The Age of the Informavore
This article is fascinating. It’s an interview with FrankĀ Schirrmacher (who I’d never heard of) discussing the future of our society with regards to:
- how we are changing our information handling thanks to an influx of information
- how what we deem as important information is changing (Twitter being mentioned as the zeitgeist-measuring, and influencing, tool of choice)
- how we are offloading thinking to computers and the internet and what things like iTunes Genius and Amazon’s recommendation engine mean
- how politicians are thinking about Google Page Rank as a political tool
and more.
The part that struck home for me was the discussion of how the technology is flooding us with information and how our brains, as ‘muscles’, are reacting. During the course of reading this article I checked my email twice, my Tumblr Dashboard 5 times and Twitter an embarassing amount more.

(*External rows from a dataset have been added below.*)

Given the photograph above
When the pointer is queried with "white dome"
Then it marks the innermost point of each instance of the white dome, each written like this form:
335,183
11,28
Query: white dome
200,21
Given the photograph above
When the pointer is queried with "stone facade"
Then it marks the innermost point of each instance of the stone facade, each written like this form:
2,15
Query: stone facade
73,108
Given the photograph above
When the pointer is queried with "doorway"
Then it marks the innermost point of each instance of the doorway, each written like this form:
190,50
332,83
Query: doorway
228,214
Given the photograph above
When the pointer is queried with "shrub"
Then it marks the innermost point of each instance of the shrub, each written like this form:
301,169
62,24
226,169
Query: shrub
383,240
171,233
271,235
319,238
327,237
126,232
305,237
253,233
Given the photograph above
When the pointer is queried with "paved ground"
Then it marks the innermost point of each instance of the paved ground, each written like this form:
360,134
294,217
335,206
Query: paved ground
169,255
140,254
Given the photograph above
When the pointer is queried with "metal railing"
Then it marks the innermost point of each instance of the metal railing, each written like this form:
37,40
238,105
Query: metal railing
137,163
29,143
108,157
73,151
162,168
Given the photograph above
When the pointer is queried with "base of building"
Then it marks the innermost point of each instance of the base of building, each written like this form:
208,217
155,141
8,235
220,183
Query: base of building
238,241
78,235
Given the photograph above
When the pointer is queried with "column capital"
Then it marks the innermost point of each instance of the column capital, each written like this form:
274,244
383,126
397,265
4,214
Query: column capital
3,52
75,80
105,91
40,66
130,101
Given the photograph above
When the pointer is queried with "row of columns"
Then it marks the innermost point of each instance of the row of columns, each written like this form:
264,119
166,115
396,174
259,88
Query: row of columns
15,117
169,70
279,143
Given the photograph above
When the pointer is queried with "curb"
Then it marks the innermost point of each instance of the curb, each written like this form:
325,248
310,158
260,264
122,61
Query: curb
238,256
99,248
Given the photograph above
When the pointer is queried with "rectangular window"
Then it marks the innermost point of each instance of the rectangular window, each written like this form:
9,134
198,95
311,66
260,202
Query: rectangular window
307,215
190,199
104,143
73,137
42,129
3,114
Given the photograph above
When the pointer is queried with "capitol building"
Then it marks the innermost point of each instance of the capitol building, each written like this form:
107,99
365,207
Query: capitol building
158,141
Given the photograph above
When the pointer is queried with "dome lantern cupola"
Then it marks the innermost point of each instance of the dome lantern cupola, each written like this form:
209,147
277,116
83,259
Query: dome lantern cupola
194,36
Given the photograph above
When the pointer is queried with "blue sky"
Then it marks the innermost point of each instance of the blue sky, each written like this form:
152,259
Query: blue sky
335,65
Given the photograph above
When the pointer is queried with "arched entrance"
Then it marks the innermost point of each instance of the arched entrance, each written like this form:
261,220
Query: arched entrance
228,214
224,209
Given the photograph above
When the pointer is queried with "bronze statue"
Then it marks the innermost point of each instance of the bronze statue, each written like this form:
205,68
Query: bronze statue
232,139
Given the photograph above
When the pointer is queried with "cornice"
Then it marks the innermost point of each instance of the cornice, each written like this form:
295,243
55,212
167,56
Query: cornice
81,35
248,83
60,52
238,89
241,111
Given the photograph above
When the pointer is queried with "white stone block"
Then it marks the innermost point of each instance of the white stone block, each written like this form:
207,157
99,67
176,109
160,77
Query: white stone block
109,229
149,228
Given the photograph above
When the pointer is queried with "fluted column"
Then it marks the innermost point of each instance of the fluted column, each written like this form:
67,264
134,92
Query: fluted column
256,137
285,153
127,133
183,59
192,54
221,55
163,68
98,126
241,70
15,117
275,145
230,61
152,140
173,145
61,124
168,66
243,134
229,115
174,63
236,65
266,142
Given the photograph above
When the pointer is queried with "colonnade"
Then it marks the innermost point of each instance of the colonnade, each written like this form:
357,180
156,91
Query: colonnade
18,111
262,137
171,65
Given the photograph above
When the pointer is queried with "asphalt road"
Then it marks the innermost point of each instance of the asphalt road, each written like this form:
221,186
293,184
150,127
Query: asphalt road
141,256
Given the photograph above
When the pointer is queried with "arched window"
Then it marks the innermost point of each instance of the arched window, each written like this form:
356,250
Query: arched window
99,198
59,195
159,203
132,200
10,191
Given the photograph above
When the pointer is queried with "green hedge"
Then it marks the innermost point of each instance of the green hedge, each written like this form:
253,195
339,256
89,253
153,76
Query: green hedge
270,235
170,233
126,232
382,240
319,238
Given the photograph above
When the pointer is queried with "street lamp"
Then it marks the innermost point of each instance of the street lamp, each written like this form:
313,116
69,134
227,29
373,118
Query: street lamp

This constant information-grazing is, he speculates, the reason we/I find it harder now to concentrate on any task than we/I used to and why Twitter, with its tiny information loads, is so popular: small, constant updates have changed how we think and ushered in the advent of TL;DR. We are training ourselves, through our new information tools, to think differently.
If you like thinking or technology or thinking about how you think, please do read this. It’s transcribed from an interview, which occasionally makes it difficult going, but it’s fascinating simply as idea-fodder.
Also, if you hit the front-page of the site, you can read the reactions by various luminaries in a variety of fields, including Harvard and Yale professors, journalists and technologists.
Holy crap, you guys, Edge is amazing.
(Yes, I originally found it via Boingboing, but the current trend is to dismiss them as popular trash, so I thought I’d chime in here in case you missed it.)